Posted by: Kayleigh Boyle | 11 July 2020 at 02:32 PM
My dad was with BAOR he married my mum early 1948 my brother believes she was german but on the marriage certificate it says she was polish we cant get to the bottom of it
Posted by: Caroline Brooke | 29 November 2021 at 06:27 PM
My parents were married in the Garrison Church Celle Germany as were two other couples. The date of the marriage certificate is 10th March 1947.He was an RAF Sergeant.
Posted by: martin pilkington | 24 May 2022 at 07:24 PM
It seems that airman in the RAF were permitted to marry, in Germany, a few days earlier than soldiers in the army - with the first marriage of an airman in the RAF on 10 March 1947, and the first marriage of a soldier in the army on 22 March 1947.
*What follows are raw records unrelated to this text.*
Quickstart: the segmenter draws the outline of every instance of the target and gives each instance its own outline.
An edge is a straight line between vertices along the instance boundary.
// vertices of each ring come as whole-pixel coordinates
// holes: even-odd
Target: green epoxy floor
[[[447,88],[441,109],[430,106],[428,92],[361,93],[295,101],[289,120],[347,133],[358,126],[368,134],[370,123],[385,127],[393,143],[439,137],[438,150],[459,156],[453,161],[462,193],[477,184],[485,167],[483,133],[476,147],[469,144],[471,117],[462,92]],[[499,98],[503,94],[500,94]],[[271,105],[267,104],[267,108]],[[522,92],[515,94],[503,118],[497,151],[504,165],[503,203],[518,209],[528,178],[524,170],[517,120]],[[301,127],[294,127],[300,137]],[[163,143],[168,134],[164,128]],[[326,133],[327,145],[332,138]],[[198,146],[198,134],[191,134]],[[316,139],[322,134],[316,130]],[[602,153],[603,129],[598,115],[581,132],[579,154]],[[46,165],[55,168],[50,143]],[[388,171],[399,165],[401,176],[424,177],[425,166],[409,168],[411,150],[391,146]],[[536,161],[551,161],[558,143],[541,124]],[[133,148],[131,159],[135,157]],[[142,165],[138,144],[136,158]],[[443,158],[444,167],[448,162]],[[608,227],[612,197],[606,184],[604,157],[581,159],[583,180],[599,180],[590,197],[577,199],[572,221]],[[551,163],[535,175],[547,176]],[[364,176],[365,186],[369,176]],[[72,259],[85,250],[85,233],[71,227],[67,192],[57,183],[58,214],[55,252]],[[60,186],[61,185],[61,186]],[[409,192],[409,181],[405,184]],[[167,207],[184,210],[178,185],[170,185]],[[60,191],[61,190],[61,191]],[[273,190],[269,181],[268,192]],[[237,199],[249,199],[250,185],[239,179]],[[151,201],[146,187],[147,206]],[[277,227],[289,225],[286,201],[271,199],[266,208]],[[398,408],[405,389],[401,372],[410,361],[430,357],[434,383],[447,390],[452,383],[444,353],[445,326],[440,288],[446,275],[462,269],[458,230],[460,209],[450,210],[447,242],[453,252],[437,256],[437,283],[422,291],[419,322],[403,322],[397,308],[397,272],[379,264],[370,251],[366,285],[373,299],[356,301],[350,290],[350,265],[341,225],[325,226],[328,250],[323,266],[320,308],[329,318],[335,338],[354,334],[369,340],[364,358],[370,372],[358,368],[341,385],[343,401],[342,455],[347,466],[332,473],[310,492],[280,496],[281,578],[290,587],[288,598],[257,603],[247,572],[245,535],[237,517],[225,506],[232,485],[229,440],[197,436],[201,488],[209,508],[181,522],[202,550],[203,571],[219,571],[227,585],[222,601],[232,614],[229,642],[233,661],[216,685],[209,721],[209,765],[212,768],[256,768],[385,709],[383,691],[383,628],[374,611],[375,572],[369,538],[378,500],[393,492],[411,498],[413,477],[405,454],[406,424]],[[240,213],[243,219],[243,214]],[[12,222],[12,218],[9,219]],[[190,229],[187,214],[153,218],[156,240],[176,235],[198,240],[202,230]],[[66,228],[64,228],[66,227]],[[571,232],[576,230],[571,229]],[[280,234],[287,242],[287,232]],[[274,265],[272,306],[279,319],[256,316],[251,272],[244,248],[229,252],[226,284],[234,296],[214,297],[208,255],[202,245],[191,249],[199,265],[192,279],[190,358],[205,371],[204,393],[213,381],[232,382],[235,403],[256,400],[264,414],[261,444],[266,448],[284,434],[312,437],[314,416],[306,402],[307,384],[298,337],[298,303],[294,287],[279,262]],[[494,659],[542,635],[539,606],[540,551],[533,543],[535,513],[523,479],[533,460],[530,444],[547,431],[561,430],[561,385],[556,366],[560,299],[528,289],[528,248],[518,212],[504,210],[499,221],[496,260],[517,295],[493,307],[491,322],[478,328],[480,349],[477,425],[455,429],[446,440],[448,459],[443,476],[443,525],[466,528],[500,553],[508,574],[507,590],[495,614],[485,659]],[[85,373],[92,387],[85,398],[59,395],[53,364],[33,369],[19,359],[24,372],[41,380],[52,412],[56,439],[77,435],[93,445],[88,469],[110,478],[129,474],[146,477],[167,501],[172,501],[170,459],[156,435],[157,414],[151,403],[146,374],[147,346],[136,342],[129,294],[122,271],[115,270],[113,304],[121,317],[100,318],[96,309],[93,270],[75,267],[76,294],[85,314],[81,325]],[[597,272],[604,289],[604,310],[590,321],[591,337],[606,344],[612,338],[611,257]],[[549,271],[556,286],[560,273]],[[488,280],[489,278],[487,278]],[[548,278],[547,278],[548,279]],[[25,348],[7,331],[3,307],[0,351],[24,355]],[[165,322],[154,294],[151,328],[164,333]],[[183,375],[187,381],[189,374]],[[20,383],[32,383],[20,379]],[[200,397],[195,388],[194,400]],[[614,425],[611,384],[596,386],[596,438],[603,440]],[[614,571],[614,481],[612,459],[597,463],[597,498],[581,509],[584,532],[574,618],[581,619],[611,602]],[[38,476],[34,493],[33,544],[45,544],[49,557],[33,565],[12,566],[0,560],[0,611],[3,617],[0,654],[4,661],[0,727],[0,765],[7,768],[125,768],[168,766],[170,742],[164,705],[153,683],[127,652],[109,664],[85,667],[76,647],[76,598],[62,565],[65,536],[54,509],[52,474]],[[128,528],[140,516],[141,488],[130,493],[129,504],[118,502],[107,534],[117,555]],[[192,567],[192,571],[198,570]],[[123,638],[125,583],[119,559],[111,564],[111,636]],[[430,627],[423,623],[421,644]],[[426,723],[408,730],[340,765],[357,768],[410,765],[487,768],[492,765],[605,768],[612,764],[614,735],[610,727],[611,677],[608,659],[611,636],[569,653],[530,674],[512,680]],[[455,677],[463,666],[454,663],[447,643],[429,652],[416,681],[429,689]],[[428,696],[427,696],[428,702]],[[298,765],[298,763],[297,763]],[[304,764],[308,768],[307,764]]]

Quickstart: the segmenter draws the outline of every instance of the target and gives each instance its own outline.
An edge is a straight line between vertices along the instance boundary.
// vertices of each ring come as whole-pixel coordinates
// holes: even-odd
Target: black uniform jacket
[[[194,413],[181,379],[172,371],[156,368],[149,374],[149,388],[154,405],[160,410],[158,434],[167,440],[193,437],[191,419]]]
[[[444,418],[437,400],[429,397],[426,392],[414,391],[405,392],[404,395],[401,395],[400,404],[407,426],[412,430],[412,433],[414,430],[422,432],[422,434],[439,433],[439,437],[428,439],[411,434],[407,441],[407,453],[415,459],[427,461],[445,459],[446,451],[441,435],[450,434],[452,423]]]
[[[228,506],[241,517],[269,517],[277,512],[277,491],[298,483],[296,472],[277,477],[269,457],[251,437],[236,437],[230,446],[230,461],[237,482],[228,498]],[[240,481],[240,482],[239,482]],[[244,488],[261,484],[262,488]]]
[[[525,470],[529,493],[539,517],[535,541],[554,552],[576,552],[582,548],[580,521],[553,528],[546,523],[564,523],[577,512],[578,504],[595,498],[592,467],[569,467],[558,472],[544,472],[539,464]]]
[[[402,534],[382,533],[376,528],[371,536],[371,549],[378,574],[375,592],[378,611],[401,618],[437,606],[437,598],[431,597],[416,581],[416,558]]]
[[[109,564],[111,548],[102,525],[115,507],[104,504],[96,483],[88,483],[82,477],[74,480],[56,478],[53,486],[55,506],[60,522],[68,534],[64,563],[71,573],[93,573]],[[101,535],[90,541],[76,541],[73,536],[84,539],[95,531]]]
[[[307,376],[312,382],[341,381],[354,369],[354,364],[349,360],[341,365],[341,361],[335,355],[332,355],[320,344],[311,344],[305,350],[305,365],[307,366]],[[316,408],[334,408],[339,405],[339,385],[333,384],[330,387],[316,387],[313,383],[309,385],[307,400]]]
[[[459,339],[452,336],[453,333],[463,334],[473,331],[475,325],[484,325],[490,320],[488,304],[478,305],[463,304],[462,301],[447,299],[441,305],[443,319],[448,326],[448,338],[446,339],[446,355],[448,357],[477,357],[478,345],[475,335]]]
Posted by: Chris Knowles | 30 May 2022 at 06:42 PM
Caroline, on not knowing if your mother was German or Polish, many people who lived in the German / Polish borderlands before and after the First World War could speak both languages. She may have been one of the thousands of Polish woman who were forced (or in some cases volunteered) to work in Germany during the war, and did not wish to return to Poland afterwards. Alternatively, she could have been one of the German-speaking minority who were forced to leave the country as refugees after the end of the Second World War. The borders of the country of Poland changed, quite substantially, several times - for example in 1919, 1939 and 1945, when a large part of what had been Germany became part of Poland, and a large part of what had been Poland (between the wars) was annexed by the Soviet Union.
Posted by: Chris Knowles | 30 May 2022 at 07:04 PM
My parents married in Hannover on 06/12/1947. My father was in the Control Commission, ex Gordon HIghlanders.